One of my goals for this trip was to find some Slovak children's books for Simon. We plan to raise Simon bilingual, with Terezia speaking to him in Slovak and me in English. But while we'd been given a slew of English books, we had none in Slovak, and I knew we'd be able to remedy that at one of Bratislava's decent bookstores. At Gorilla, a cozy bookstore/cafe near SNP square, we spent nearly 40 euros on kid's books. I was excited to find a Slovak translation of The Very Hungry Caterpillar by Eric Carle. Even though Simon's too young to understand these books, he really seems to gravitate towards bold colors and playful illustrations, and he always tries to grab at the animals in Carle's books.

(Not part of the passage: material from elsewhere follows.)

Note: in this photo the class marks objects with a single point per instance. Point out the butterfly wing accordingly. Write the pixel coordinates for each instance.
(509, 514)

We did manage to piddle around the Stare Mesto a bit, but the rain really made it less than fun. On the way back toward Eurovea, as we were walking through our old neighborhood, we stopped by the building where a friend and former co-worker of Terezia, named Katka, lives and paid her a totally impromptu visit. She was happy to see us and, like a typical hospitable Slovak, she insisted we come in for coffee and cake.

Back to the Airport

On our last day, we took a cab to Vienna's Schwechat airport where we were staying on our final night at the adjacent NH hotel. This place is super convenient when you have to fly out from Vienna in the morning, since you literally just exit the hotel and make a short walk across a parking lot.

That evening, I finally got the chance to meet up with one of my friends, James, whom I worked with at the Slovak Spectator when living in Bratislava. He has since relocated to Vienna to work as an editor for a cool website, called Eurozine, which publishes political articles and essays. He kindly offered to trek out to the hotel, where we met up in the bar and discussed politics and our sometimes irrational longing for Slovakia and its myriad idiosyncrasies over a few rounds of beer.

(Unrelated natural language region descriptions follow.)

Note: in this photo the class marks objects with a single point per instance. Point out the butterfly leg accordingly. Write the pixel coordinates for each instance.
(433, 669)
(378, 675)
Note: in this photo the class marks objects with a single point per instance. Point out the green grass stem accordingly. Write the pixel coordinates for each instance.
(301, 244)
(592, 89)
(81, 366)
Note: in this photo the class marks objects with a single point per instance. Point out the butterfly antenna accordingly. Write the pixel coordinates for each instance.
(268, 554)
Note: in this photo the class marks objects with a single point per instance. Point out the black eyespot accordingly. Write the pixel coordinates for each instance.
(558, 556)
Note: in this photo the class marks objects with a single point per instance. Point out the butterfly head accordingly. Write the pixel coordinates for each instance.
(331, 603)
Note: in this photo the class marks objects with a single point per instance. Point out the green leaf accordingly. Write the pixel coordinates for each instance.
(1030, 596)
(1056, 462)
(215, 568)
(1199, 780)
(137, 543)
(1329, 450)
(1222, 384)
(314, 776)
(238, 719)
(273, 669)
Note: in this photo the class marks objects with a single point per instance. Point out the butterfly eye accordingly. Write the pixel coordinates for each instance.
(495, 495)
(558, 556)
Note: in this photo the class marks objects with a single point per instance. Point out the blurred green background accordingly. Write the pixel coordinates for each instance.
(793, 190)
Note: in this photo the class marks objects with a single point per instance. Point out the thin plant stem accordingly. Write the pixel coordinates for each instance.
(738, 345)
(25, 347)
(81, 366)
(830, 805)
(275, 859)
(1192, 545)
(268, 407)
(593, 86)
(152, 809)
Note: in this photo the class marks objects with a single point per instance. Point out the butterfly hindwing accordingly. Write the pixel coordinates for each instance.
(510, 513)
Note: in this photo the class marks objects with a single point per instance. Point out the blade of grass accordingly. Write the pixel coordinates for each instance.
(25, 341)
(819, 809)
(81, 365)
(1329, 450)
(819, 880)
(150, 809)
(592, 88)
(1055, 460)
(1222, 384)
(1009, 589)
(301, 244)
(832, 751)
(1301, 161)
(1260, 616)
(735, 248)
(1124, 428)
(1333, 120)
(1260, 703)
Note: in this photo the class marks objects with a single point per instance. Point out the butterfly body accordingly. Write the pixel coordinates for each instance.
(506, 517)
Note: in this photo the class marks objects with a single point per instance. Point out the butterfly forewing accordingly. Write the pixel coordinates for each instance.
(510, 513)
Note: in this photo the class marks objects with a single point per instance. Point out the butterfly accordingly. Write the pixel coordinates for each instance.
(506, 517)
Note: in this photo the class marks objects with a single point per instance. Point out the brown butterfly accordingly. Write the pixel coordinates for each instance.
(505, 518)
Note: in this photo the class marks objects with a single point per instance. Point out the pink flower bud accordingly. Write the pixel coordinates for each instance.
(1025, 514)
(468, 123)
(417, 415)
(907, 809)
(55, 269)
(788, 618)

Fun anecdote: when asking the bartender if the Budweiser listed on the menu was the original Czech beer or the fake, super bland/weak American one, the bartender gave a look of mild disdain and replied: "We don't import American water."

When I came back up the room, where Terezia and Simon were asleep, I was slightly dismayed to find that, for some reason, Simon refused to sleep in the Pack-n-Play style crib provided by the hotel and would only sleep on the bed, sideways and in between us, of course, pushing Terezia and I out to the edges. Maybe suddenly having too sleep in a new, strange place was a bit much and he wanted to be closer to us.

Final Thoughts

At any rate, that's it! I feel kind of bad that this trip was so uneventful that I really didn't have much to write about. Honestly, it probably did not justify three blog posts, and I felt I had to really dig to find anything worth writing about. And I apologize for this last post being so insanely late, but it was really a struggle to get anything coherent out what with the whole taking care of a nine-month old thing and not getting any sleep.

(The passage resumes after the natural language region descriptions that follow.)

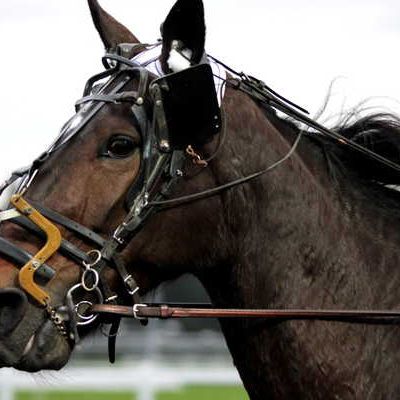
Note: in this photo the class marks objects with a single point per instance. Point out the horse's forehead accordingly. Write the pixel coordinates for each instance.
(150, 60)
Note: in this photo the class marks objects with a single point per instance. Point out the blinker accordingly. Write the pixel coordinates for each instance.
(186, 109)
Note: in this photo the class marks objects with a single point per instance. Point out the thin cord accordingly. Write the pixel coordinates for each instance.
(211, 192)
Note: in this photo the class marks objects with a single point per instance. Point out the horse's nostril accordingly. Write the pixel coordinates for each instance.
(12, 309)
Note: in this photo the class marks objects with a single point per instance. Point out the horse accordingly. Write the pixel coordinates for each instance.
(316, 230)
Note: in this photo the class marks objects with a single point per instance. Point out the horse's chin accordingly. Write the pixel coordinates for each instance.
(46, 350)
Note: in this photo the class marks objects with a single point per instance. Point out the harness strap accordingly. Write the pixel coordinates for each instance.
(21, 257)
(73, 226)
(167, 312)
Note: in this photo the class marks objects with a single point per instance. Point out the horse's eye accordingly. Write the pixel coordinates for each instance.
(120, 146)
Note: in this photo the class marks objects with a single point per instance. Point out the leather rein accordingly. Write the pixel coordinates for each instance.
(151, 195)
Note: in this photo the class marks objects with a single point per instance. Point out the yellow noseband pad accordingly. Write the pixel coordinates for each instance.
(53, 242)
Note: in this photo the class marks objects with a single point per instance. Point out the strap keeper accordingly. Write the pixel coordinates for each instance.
(135, 310)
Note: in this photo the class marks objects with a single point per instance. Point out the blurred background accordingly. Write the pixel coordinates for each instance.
(302, 49)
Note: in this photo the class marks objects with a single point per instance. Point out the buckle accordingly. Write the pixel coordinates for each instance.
(135, 310)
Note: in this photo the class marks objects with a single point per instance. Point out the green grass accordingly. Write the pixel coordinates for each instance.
(186, 393)
(75, 395)
(205, 393)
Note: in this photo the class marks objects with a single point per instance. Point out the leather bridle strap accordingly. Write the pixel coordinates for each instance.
(140, 311)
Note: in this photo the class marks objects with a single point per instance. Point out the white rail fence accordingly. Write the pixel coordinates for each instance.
(144, 379)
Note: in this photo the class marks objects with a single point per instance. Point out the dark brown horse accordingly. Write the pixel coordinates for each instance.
(318, 231)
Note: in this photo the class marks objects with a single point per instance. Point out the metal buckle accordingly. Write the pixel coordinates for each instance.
(83, 320)
(130, 291)
(135, 310)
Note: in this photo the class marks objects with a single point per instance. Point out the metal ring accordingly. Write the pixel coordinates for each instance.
(96, 260)
(85, 275)
(81, 316)
(84, 319)
(135, 310)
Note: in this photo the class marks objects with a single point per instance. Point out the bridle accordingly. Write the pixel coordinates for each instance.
(164, 154)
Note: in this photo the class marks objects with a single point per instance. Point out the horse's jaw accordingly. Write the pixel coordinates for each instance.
(44, 349)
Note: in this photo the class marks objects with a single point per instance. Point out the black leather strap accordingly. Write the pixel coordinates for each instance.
(21, 257)
(72, 226)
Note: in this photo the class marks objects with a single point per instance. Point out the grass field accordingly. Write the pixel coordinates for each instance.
(187, 393)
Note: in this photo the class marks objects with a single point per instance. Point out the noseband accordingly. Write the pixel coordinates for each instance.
(165, 150)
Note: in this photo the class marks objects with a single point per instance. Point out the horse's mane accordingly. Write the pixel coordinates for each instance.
(378, 132)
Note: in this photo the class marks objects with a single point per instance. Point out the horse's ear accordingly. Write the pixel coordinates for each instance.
(184, 24)
(112, 32)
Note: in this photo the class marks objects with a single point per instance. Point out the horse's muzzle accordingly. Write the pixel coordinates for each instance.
(13, 303)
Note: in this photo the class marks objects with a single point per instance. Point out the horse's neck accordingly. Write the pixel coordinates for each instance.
(301, 243)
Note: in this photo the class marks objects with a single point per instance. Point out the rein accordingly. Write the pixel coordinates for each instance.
(165, 311)
(163, 161)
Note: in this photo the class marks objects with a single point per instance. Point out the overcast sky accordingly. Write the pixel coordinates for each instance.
(49, 48)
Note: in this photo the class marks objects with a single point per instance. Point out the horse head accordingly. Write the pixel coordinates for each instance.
(122, 153)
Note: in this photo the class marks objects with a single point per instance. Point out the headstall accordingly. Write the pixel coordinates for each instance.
(173, 99)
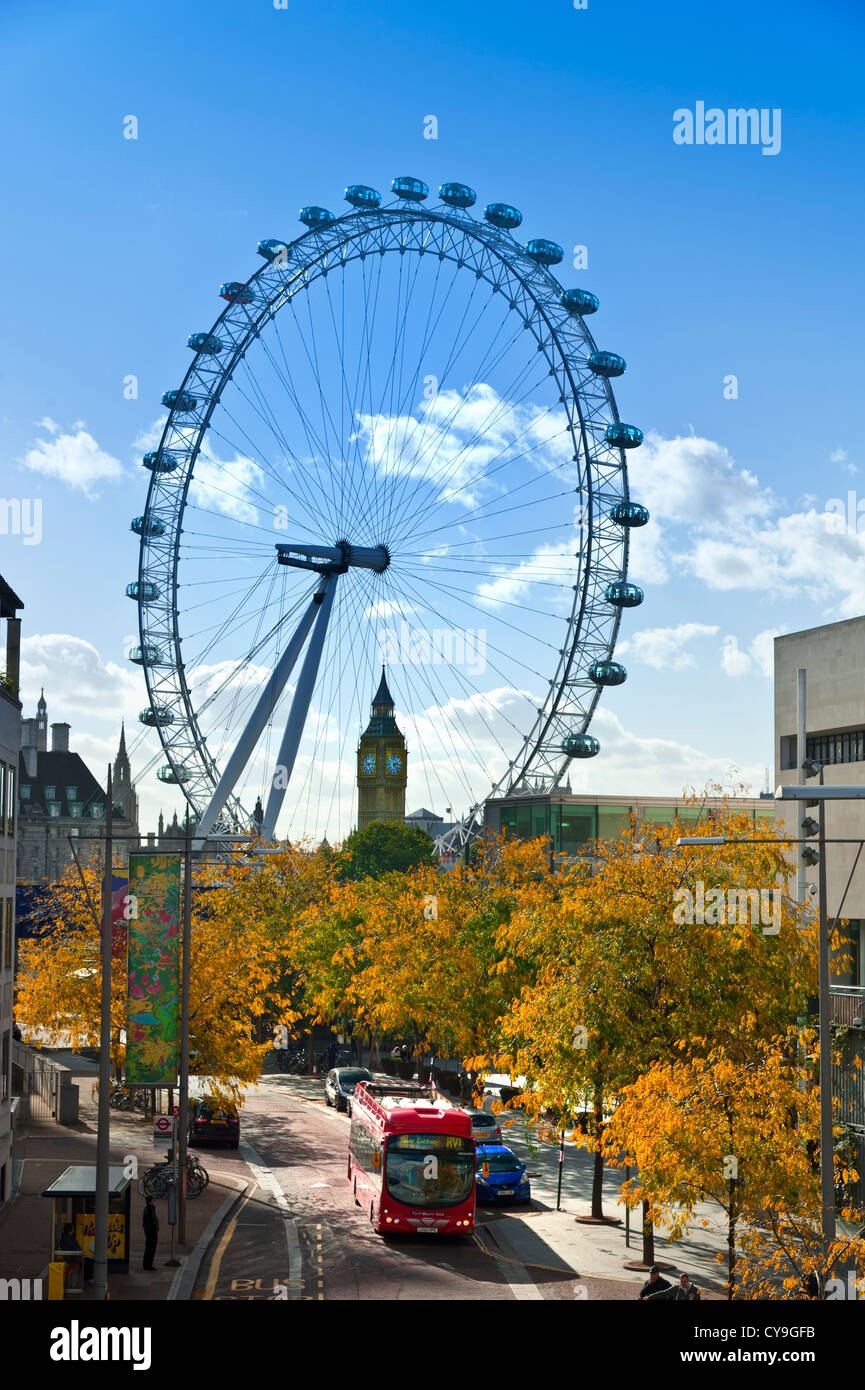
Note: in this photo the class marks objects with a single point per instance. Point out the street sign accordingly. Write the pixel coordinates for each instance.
(163, 1130)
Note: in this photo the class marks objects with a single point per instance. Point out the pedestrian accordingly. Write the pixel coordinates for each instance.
(150, 1223)
(683, 1292)
(654, 1285)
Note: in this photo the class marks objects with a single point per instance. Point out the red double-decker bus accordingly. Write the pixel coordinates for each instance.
(410, 1161)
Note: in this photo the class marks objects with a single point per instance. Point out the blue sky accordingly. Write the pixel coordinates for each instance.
(708, 260)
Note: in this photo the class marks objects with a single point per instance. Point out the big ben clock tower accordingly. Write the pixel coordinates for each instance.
(381, 763)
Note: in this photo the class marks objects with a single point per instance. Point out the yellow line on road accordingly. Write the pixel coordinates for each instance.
(216, 1264)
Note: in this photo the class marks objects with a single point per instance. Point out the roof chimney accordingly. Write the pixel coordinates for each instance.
(60, 738)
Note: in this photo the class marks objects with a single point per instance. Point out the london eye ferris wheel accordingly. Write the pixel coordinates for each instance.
(397, 442)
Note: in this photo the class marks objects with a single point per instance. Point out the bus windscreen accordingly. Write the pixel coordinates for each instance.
(429, 1169)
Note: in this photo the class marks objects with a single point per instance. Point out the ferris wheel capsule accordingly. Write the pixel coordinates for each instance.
(623, 594)
(544, 252)
(362, 196)
(273, 249)
(143, 591)
(580, 302)
(504, 216)
(159, 462)
(580, 745)
(607, 363)
(180, 401)
(146, 655)
(148, 526)
(316, 216)
(235, 292)
(410, 189)
(607, 673)
(622, 435)
(156, 716)
(206, 344)
(458, 195)
(630, 513)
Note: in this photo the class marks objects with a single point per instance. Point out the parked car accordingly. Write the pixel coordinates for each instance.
(340, 1084)
(214, 1121)
(501, 1175)
(486, 1127)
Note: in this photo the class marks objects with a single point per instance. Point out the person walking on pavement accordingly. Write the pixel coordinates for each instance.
(684, 1290)
(654, 1285)
(150, 1223)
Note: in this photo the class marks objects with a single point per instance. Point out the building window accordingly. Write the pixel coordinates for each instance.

But the next time we go back to Slovakia, we'll be doing things a little differently. We'll definitely rent our own car, for starters. Not having to rely on family for transportation is crucial to being able to do at least some of what we'd like to do. Simon will be older, and we will feel less guilty about leaving him for a few evenings (or, gasp - even an entire day!) with his grandparents. We'll probably also go at a different time of year - maybe Spring or Fall, when the weather might be a bit more cooperative (although in Slovakia, as in much of Europe, it rains any time of year, so you could potentially get caught in a downpour no matter when you travel). And hopefully we'll have the whole traveling with a small kid thing down a bit better. It's doable, as the many families with small kids that you see at all the big international airports would probably attest, but it definitely takes practice.